Im Skandal um die per- und polyofluorierten Chemikalien (PFAS/PFC), die schätzungsweise 1.100 Hektar Boden und 170 Millionen Kubikmeter Grundwasser in Mittelbaden verseuchen (Stand Ende 2022), ist das letzte Kapitel noch lange nicht geschrieben. Die Folgen einer der größten Umweltkatastrophen im Südwesten beschäftigen seit Jahren Gerichte, Landwirte und Behörden, die verhindern möchten, dass die giftigen Substanzen Natur und Menschen gefährden.
Akute PFC-Belastungen gibt es aber nicht nur in unserer Region: Ähnliche Probleme wurden in Bayern und Nordrhein-Westfalen festgestellt, aber auch in Ländern wie Italien, den Niederlanden, Japan und den USA. Schließlich waren die vielseitig einsetzbaren und extrem stabilen Kunststoffe in der Industrie jahrzehntelang sehr beliebt, die Fluor-Polymere unter anderem in Kosmetika, Kochgeschirr und Textilien verarbeitet hat.

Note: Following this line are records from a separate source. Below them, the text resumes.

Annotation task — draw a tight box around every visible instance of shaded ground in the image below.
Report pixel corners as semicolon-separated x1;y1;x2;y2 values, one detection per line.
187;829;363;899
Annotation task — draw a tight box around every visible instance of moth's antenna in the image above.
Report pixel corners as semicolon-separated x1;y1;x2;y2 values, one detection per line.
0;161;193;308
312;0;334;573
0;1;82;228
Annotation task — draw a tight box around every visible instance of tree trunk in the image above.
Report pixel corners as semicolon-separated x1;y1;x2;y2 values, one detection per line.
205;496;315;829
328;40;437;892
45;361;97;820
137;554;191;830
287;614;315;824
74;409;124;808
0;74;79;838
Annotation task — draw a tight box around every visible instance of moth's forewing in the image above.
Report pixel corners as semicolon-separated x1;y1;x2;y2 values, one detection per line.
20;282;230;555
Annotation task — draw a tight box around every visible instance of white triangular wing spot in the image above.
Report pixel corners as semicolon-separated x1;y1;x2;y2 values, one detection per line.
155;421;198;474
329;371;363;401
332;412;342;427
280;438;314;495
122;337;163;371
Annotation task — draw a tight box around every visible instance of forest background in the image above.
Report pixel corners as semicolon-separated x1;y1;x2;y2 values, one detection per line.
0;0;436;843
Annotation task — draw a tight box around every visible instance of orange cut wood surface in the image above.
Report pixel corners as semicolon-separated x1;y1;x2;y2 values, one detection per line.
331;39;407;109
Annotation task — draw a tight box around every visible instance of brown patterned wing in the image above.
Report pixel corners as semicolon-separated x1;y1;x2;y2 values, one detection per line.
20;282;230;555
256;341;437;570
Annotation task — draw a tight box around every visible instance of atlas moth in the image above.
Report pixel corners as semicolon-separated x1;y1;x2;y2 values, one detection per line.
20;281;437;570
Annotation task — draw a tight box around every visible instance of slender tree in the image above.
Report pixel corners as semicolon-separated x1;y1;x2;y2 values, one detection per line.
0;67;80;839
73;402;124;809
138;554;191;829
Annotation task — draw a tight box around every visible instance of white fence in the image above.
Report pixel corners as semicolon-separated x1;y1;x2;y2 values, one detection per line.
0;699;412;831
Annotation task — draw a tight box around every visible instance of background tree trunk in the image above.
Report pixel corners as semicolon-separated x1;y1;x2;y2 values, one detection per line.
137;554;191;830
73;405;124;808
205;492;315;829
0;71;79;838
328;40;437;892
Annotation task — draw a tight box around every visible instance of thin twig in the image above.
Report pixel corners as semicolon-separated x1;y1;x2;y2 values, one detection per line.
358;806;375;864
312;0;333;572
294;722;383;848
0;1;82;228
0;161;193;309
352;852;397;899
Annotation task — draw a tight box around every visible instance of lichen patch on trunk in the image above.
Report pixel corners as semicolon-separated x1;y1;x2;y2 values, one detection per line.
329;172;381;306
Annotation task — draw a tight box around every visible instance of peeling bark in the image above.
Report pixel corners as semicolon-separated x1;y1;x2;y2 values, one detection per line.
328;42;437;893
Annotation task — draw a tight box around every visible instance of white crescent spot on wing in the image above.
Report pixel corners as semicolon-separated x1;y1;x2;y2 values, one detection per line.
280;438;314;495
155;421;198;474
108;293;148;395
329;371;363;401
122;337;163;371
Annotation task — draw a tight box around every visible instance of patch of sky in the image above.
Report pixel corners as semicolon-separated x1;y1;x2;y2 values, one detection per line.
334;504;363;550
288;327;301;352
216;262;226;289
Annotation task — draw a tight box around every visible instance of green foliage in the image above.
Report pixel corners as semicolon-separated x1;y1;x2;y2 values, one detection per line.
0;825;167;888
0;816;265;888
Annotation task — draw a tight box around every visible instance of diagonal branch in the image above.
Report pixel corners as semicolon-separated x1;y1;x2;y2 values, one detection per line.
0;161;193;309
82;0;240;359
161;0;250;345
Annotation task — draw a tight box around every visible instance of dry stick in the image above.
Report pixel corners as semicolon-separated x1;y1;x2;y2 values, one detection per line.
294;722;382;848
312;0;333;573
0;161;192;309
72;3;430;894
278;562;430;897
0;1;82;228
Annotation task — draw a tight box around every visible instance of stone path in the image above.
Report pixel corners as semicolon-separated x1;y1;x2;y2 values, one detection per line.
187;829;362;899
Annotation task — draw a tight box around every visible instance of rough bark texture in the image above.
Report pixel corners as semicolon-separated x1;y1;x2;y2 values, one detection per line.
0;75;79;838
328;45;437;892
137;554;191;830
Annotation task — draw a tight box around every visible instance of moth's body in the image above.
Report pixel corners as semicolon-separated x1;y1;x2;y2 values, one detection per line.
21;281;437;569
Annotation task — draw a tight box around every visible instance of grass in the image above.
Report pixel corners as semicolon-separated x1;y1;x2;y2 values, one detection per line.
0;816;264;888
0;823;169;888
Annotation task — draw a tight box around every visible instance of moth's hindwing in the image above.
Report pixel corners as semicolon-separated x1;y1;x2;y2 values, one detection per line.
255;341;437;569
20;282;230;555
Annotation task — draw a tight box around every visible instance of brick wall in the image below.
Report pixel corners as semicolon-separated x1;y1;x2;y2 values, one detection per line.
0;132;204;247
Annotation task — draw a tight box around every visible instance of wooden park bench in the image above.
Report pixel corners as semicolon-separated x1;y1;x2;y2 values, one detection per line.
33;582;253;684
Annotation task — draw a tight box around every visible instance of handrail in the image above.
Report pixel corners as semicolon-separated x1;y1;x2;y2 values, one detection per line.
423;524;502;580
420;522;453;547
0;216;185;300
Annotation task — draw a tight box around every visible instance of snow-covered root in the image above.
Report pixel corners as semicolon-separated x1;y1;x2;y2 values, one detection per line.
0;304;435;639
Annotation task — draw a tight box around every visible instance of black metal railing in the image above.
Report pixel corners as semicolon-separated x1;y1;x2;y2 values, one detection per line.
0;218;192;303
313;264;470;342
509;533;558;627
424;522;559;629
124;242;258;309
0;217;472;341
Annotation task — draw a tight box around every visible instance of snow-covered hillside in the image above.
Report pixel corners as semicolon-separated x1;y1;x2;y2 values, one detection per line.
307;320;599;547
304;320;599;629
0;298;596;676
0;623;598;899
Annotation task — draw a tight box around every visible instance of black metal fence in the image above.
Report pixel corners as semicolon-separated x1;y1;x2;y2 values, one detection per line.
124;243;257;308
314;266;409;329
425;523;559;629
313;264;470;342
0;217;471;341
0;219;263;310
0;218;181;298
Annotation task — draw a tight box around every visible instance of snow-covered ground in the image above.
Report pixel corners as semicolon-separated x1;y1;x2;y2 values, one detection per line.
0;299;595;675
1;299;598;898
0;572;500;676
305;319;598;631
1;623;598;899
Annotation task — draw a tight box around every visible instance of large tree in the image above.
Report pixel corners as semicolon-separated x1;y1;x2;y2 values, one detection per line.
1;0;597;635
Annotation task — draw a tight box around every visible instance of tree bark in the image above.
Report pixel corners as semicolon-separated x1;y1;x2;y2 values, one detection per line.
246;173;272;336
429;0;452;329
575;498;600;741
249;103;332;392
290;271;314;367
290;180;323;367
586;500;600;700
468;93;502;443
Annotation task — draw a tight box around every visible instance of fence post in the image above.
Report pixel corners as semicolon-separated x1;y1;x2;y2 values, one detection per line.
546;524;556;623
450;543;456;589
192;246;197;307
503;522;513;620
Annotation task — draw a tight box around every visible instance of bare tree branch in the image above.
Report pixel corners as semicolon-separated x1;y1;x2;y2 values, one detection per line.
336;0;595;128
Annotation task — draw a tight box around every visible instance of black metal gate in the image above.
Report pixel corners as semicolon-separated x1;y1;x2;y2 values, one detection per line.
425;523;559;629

Chemische Substanzen mit großen Gesundheitsrisiken
Heute weiß man, dass PFC schwere und tödliche Krankheiten verursachen können. Krebs, Schilddrüsenerkrankungen und Leberschäden sind nur einige Beispiele. Hinzu kommt, dass die Stoffe in der Natur praktisch nicht abgebaut werden und somit ewig halten. Nach einer Schätzung der schwedischen Umweltorganisaton ChemSec könnte den betroffenen Ländern durch PFC-Gifte bis 2050 ein gesamtwirtschaftlicher Schaden von etwa 130 Billionen Euro entstehen.
Das ist nicht nur eine große Bürde für die Sozialversicherungssysteme. Auch für die Versicherungswirtschaft ist die zunehmende Zahl an Schadensersatz-Forderungen wegen PFC brisant. In einer neuen Studie warnt die Landesbank Baden-Württemberg (LBBW), dass der Branche in Zukunft womöglich der teuerste Versicherungsschaden ihrer Geschichte droht.
Die LBBW vergleicht die von den langlebigen Chemikalien ausgehenden gesundheitlichen und finanziellen Risiken mit den Erkrankungen durch Asbestbelastungen im Bau oder der Autoreifen-Industrie, die seit Mitte des 20. Jahrhunderts zu einer Klageflut geführt und die Versicherer alleine in den USA mehr als 100 Milliarden Dollar gekostet haben.
„Das Risiko, dass PFAS höhere Versicherungsschäden verursacht als Asbest, scheint nicht unerheblich zu sein“, urteilt der Analyst von LBBW Research, Werner Schirmer. Ein anderer Vergleich, den der Experte in seiner Studie zieht, sind die Versicherungsschäden durch verheerende Naturkatastrophen wie den Hurrikan Katrina (2005): Nach seiner Einschätzung könnten sich die möglichen PFAS-Forderungen am Ende ähnlich hoch summieren.
Klagen wegen PFAS-Schäden könnten zunehmen
Inwiefern dadurch auch deutsche Versicherer betroffen sein könnten, lasse sich derzeit kaum vorhersagen, stellt die LBBW fest. Tendenziell dürfte aber das Risiko steigen. In Europa wurden bislang nur einige wenige Klagen wegen PFAS- oder PFC-Schäden erhoben und lediglich ein größerer Fall endete mit Schadenersatzzahlungen.
2022 hat der US-Konzern 3M einen Vergleich in Höhe von 571 Millionen Euro wegen der Kontamination durch eines seiner Werke in Belgien geschlossen. Der Vergleich umfasste die Sanierungskosten, aber nicht die noch ausstehende Entschädigung der Anwohner. In Baden haben unter anderem die Stadtwerke Rastatt und die Stadt Bühl wegen der Belastung des Grundwassers mit PFAS geklagt, die Verfahren sind noch anhängig.